Versteuerung nach der 1%-Methode bei längerfristiger Erkrankung?


Allgemeine Grundsätze

Arbeitnehmer (auch Gesellschafter-Geschäftsführer einer GmbH) müssen bezüglich des ihnen überlassenen Firmenwagens die private Kfz-Nutzung nur versteuern, wenn sie zur privaten Nutzung des PKW befugt sind. Entscheidend sind daher die jeweiligen Regelungen im Arbeitsvertrag. Die Befugnis zur Privatnutzung (und damit die Besteuerung des Nutzungsvorteils) ist auch anzunehmen, wenn der Arbeitnehmer befugt ist, den PKW an Dritte (z.B. Ehefrau) zu überlassen.
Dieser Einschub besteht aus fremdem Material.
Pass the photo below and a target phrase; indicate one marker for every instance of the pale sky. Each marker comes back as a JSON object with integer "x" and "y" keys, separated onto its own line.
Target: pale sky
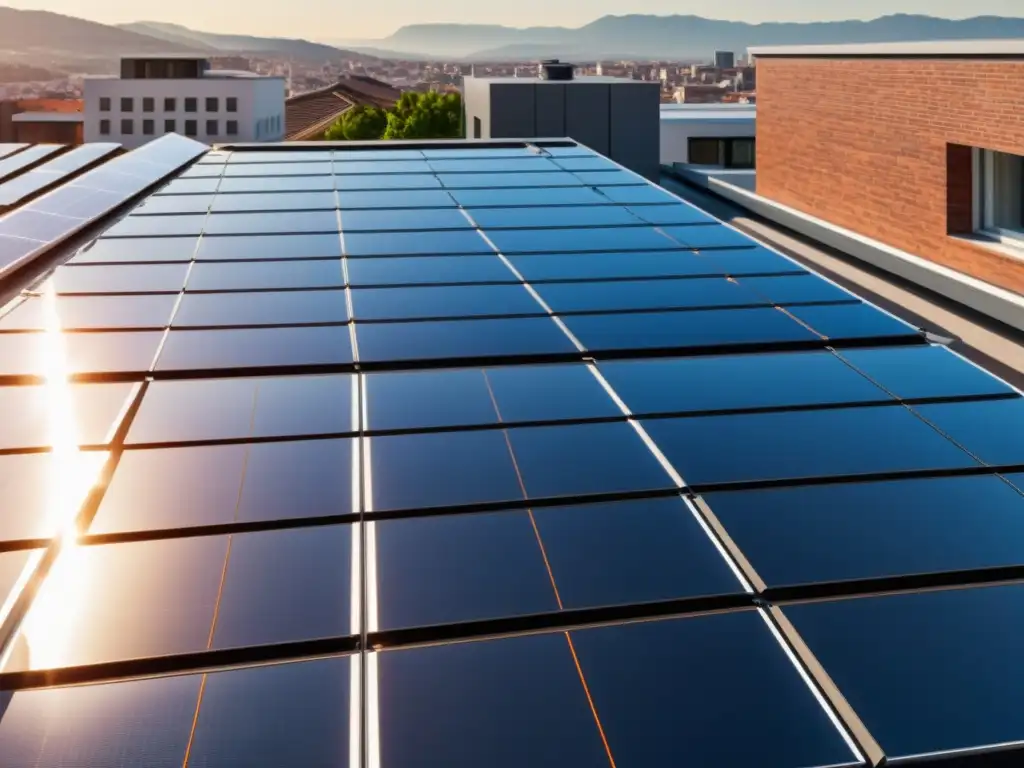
{"x": 334, "y": 19}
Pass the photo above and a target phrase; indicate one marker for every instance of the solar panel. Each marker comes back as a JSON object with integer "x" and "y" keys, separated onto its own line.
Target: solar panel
{"x": 433, "y": 438}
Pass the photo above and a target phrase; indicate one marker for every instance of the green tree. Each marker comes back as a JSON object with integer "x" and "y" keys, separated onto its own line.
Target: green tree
{"x": 425, "y": 116}
{"x": 358, "y": 124}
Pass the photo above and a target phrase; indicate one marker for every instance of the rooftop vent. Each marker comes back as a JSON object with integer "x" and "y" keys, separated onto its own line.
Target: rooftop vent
{"x": 555, "y": 70}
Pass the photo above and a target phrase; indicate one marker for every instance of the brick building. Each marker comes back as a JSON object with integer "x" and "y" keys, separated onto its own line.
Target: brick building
{"x": 893, "y": 141}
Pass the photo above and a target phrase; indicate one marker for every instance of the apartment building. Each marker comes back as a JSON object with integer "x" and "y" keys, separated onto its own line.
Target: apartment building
{"x": 918, "y": 146}
{"x": 182, "y": 94}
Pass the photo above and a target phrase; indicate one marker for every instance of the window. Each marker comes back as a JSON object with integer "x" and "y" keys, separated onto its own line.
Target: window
{"x": 999, "y": 192}
{"x": 727, "y": 153}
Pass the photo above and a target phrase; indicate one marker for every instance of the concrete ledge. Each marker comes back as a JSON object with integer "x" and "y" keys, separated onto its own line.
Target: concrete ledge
{"x": 990, "y": 300}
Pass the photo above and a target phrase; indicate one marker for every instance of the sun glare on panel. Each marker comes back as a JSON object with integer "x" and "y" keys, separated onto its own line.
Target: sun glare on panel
{"x": 49, "y": 625}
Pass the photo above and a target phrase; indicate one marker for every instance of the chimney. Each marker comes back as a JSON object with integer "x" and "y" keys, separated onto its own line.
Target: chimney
{"x": 555, "y": 70}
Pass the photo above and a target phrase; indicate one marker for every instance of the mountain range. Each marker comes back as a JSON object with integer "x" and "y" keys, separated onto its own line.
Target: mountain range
{"x": 671, "y": 37}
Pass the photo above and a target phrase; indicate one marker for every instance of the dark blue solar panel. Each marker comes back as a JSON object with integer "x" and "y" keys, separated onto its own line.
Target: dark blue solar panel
{"x": 713, "y": 328}
{"x": 753, "y": 381}
{"x": 872, "y": 529}
{"x": 943, "y": 674}
{"x": 803, "y": 444}
{"x": 435, "y": 303}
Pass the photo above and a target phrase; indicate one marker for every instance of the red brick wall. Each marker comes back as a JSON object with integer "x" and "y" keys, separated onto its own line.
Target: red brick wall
{"x": 869, "y": 144}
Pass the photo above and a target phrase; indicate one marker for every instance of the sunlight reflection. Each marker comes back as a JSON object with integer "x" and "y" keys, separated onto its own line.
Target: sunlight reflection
{"x": 47, "y": 629}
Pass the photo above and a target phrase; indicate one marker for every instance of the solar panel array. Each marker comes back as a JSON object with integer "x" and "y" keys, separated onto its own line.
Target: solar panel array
{"x": 489, "y": 457}
{"x": 32, "y": 229}
{"x": 53, "y": 172}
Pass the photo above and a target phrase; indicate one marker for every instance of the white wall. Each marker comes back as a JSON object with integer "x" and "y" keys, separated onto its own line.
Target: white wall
{"x": 678, "y": 124}
{"x": 259, "y": 99}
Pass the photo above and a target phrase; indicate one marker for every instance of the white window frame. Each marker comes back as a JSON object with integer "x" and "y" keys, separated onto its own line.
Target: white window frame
{"x": 984, "y": 197}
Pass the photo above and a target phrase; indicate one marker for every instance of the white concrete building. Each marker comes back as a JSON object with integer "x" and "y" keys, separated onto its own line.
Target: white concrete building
{"x": 181, "y": 94}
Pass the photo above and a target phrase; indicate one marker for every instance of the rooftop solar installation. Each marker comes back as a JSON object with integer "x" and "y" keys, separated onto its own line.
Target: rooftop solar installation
{"x": 471, "y": 455}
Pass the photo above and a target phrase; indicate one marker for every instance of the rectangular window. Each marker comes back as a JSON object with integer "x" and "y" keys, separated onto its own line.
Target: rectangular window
{"x": 1000, "y": 196}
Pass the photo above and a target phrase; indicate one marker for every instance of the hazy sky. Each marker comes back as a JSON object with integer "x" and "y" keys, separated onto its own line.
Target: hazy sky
{"x": 327, "y": 19}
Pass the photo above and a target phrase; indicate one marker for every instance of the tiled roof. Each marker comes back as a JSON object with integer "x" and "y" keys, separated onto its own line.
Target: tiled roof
{"x": 309, "y": 114}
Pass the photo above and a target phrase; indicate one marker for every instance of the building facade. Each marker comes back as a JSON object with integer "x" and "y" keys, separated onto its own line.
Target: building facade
{"x": 212, "y": 105}
{"x": 918, "y": 145}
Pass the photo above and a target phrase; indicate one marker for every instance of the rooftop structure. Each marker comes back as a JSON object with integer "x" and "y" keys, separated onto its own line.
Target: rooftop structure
{"x": 181, "y": 94}
{"x": 491, "y": 454}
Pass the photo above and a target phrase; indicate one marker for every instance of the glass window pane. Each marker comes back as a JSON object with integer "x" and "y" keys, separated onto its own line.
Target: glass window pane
{"x": 924, "y": 372}
{"x": 130, "y": 250}
{"x": 437, "y": 303}
{"x": 397, "y": 244}
{"x": 441, "y": 470}
{"x": 256, "y": 347}
{"x": 460, "y": 568}
{"x": 631, "y": 552}
{"x": 597, "y": 239}
{"x": 944, "y": 675}
{"x": 128, "y": 279}
{"x": 803, "y": 444}
{"x": 140, "y": 722}
{"x": 269, "y": 247}
{"x": 478, "y": 339}
{"x": 255, "y": 275}
{"x": 549, "y": 392}
{"x": 261, "y": 308}
{"x": 417, "y": 270}
{"x": 712, "y": 328}
{"x": 990, "y": 430}
{"x": 663, "y": 689}
{"x": 424, "y": 399}
{"x": 695, "y": 384}
{"x": 282, "y": 715}
{"x": 875, "y": 529}
{"x": 286, "y": 586}
{"x": 585, "y": 459}
{"x": 501, "y": 704}
{"x": 397, "y": 219}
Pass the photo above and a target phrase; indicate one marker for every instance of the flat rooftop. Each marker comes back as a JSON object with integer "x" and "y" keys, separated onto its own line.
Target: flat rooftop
{"x": 1007, "y": 48}
{"x": 493, "y": 453}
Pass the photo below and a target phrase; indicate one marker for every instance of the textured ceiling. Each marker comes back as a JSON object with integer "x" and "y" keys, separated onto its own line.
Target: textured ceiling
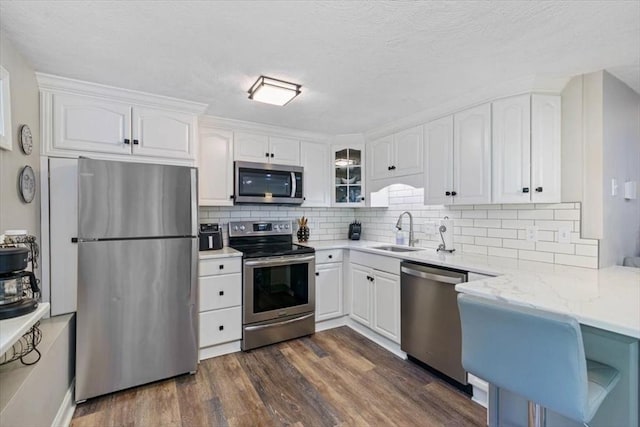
{"x": 361, "y": 64}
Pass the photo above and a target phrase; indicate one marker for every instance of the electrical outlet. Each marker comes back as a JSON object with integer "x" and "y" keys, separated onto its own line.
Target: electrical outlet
{"x": 430, "y": 227}
{"x": 564, "y": 235}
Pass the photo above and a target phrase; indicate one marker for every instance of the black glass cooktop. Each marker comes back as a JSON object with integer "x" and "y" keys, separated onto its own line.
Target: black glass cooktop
{"x": 268, "y": 250}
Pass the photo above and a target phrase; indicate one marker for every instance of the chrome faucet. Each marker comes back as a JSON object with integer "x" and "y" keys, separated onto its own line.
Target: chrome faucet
{"x": 399, "y": 226}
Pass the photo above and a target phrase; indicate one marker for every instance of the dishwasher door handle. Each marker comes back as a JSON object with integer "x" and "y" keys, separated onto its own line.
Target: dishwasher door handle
{"x": 431, "y": 276}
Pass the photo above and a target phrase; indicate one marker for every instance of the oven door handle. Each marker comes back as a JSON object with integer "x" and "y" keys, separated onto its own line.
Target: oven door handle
{"x": 274, "y": 262}
{"x": 293, "y": 184}
{"x": 284, "y": 322}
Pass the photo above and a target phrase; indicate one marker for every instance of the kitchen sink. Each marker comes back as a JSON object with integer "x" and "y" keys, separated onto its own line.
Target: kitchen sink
{"x": 396, "y": 248}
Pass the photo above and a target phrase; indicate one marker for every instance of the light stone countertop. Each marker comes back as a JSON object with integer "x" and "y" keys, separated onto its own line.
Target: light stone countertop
{"x": 608, "y": 298}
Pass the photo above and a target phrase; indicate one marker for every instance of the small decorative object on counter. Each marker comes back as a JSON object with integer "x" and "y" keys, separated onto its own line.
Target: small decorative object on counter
{"x": 303, "y": 230}
{"x": 355, "y": 229}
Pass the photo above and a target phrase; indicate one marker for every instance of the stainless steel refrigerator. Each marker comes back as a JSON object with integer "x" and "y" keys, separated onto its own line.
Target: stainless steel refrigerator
{"x": 137, "y": 275}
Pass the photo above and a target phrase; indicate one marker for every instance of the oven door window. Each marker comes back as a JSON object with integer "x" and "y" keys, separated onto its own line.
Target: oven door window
{"x": 258, "y": 183}
{"x": 276, "y": 288}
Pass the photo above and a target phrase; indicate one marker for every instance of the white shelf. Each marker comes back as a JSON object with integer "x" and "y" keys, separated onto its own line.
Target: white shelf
{"x": 12, "y": 329}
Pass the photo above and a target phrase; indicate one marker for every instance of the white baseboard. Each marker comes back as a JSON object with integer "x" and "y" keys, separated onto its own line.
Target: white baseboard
{"x": 331, "y": 323}
{"x": 219, "y": 350}
{"x": 67, "y": 408}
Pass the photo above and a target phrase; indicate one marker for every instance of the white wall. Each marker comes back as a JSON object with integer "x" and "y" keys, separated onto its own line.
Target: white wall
{"x": 14, "y": 213}
{"x": 621, "y": 161}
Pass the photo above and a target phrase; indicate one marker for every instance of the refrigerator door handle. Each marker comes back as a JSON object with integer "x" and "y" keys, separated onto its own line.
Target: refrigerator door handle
{"x": 194, "y": 203}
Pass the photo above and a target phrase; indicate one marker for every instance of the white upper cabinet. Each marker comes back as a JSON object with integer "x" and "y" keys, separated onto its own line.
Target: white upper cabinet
{"x": 253, "y": 147}
{"x": 472, "y": 156}
{"x": 458, "y": 158}
{"x": 526, "y": 149}
{"x": 285, "y": 151}
{"x": 162, "y": 133}
{"x": 408, "y": 146}
{"x": 83, "y": 123}
{"x": 545, "y": 148}
{"x": 215, "y": 167}
{"x": 397, "y": 155}
{"x": 315, "y": 160}
{"x": 79, "y": 118}
{"x": 438, "y": 161}
{"x": 512, "y": 150}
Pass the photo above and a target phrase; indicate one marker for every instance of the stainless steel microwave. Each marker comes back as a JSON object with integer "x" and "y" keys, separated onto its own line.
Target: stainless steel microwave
{"x": 268, "y": 183}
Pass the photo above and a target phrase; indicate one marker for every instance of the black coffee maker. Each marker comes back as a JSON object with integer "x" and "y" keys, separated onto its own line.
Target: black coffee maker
{"x": 18, "y": 287}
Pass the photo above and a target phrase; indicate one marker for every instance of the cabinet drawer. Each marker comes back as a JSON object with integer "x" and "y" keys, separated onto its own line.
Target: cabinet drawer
{"x": 220, "y": 291}
{"x": 328, "y": 255}
{"x": 212, "y": 267}
{"x": 219, "y": 326}
{"x": 378, "y": 262}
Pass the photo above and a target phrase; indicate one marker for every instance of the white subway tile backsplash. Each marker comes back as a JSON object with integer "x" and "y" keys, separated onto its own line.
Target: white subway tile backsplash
{"x": 503, "y": 233}
{"x": 535, "y": 214}
{"x": 563, "y": 248}
{"x": 497, "y": 230}
{"x": 567, "y": 214}
{"x": 518, "y": 244}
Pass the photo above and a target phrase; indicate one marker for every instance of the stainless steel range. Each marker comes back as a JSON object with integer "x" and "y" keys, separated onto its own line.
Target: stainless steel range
{"x": 278, "y": 282}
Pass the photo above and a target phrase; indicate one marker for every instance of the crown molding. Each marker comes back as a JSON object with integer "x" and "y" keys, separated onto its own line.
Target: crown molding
{"x": 52, "y": 83}
{"x": 246, "y": 126}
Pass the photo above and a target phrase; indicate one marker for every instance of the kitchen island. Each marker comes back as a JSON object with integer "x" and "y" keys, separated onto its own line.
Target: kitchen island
{"x": 606, "y": 302}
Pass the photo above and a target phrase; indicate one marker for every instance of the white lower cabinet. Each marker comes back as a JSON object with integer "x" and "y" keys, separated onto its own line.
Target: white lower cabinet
{"x": 328, "y": 291}
{"x": 220, "y": 307}
{"x": 375, "y": 300}
{"x": 361, "y": 294}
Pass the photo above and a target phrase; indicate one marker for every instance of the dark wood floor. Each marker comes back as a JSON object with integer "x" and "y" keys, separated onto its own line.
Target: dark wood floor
{"x": 335, "y": 377}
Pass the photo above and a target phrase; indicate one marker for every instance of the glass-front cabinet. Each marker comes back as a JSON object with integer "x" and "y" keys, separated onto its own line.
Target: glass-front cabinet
{"x": 348, "y": 176}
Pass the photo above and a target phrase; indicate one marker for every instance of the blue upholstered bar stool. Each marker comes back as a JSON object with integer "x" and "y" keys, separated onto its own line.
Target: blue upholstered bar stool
{"x": 536, "y": 354}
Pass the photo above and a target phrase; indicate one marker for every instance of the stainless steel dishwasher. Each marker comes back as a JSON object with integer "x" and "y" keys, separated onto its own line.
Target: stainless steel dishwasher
{"x": 430, "y": 321}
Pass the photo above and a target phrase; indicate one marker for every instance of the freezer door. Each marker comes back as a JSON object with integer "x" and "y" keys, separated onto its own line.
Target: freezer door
{"x": 124, "y": 200}
{"x": 137, "y": 313}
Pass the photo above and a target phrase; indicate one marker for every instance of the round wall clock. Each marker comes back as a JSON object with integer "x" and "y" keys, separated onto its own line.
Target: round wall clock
{"x": 27, "y": 184}
{"x": 26, "y": 139}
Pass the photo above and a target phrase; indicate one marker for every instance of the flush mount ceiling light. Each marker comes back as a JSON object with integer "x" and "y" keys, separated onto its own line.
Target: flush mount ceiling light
{"x": 273, "y": 91}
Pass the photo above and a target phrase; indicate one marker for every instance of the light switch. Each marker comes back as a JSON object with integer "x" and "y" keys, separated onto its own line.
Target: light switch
{"x": 564, "y": 235}
{"x": 630, "y": 190}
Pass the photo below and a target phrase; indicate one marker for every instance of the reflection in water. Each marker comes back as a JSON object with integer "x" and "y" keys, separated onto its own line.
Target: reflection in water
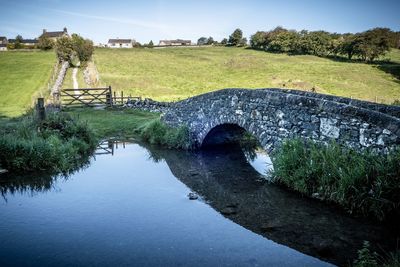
{"x": 261, "y": 162}
{"x": 127, "y": 193}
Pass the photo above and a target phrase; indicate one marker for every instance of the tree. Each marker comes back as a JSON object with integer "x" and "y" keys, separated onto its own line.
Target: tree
{"x": 202, "y": 41}
{"x": 45, "y": 43}
{"x": 373, "y": 43}
{"x": 82, "y": 47}
{"x": 210, "y": 40}
{"x": 316, "y": 43}
{"x": 235, "y": 38}
{"x": 18, "y": 42}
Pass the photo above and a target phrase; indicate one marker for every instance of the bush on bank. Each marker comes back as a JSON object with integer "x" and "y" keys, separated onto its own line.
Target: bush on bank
{"x": 363, "y": 183}
{"x": 59, "y": 143}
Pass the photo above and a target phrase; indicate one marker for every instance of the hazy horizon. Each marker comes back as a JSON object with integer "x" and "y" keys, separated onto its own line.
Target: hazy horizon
{"x": 157, "y": 20}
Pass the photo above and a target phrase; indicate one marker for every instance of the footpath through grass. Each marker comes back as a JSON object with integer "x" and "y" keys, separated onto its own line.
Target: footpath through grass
{"x": 178, "y": 73}
{"x": 22, "y": 76}
{"x": 126, "y": 124}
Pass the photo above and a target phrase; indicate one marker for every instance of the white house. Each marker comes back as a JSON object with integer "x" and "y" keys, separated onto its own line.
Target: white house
{"x": 3, "y": 43}
{"x": 121, "y": 43}
{"x": 177, "y": 42}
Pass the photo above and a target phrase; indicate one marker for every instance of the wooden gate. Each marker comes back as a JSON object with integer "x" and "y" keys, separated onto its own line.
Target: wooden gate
{"x": 86, "y": 97}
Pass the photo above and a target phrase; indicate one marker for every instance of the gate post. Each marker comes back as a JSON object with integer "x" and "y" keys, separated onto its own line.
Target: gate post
{"x": 109, "y": 99}
{"x": 40, "y": 109}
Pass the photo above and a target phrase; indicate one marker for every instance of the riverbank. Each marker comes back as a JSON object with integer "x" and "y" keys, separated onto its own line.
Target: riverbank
{"x": 133, "y": 124}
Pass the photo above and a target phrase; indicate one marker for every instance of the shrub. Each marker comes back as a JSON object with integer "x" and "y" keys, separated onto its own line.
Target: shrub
{"x": 59, "y": 143}
{"x": 157, "y": 133}
{"x": 363, "y": 183}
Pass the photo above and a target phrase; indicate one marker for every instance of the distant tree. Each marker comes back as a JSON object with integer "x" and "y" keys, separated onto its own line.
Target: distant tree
{"x": 82, "y": 47}
{"x": 202, "y": 41}
{"x": 282, "y": 41}
{"x": 316, "y": 43}
{"x": 45, "y": 43}
{"x": 64, "y": 48}
{"x": 137, "y": 45}
{"x": 348, "y": 45}
{"x": 235, "y": 38}
{"x": 18, "y": 42}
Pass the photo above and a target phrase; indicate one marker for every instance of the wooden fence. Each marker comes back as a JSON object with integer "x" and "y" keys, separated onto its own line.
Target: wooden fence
{"x": 92, "y": 97}
{"x": 86, "y": 97}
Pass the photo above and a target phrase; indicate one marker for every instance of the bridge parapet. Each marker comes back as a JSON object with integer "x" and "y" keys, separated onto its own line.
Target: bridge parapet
{"x": 273, "y": 115}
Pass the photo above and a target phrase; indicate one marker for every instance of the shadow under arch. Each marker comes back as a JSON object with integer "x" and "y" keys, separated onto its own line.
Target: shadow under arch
{"x": 224, "y": 134}
{"x": 224, "y": 179}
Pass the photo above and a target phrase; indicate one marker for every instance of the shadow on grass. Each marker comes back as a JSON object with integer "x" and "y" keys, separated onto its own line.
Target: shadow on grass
{"x": 388, "y": 66}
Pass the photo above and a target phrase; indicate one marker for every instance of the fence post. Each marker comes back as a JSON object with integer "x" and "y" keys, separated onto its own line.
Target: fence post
{"x": 109, "y": 99}
{"x": 40, "y": 109}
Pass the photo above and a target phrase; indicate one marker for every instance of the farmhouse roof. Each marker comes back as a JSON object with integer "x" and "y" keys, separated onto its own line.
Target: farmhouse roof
{"x": 176, "y": 41}
{"x": 24, "y": 41}
{"x": 120, "y": 41}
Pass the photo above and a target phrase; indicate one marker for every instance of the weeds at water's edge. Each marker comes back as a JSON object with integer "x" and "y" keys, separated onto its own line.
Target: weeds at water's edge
{"x": 363, "y": 183}
{"x": 59, "y": 143}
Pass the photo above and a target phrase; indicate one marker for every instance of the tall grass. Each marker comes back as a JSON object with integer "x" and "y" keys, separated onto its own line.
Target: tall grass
{"x": 158, "y": 133}
{"x": 128, "y": 123}
{"x": 59, "y": 143}
{"x": 363, "y": 183}
{"x": 178, "y": 73}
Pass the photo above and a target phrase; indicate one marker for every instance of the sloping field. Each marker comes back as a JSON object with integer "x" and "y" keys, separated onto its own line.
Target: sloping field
{"x": 177, "y": 73}
{"x": 22, "y": 76}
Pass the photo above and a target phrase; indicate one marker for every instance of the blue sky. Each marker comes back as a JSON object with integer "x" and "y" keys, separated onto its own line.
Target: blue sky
{"x": 154, "y": 20}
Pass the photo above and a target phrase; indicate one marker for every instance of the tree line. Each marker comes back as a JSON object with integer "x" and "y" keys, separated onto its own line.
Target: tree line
{"x": 368, "y": 45}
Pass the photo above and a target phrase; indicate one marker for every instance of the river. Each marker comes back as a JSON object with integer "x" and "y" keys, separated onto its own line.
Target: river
{"x": 129, "y": 207}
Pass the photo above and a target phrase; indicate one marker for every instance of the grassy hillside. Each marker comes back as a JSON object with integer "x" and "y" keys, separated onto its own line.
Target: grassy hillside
{"x": 22, "y": 75}
{"x": 170, "y": 74}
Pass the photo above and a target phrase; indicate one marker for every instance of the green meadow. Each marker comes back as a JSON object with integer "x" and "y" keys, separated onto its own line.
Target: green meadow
{"x": 178, "y": 73}
{"x": 23, "y": 75}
Die Höhe des privaten Nutzungsvorteils kann entweder mittels Fahrtenbuch oder durch die sog. 1%-Methode erfolgen. Bei letzterer wird für jeden Monat der Privatnutzung 1% des Bruttolistenpreises als geldwerter Vorteil angesetzt. Dabei sind alle Monate einzurechnen, in denen der Arbeitnehmer an mindestens einem Tag zur Privatnutzung befugt war.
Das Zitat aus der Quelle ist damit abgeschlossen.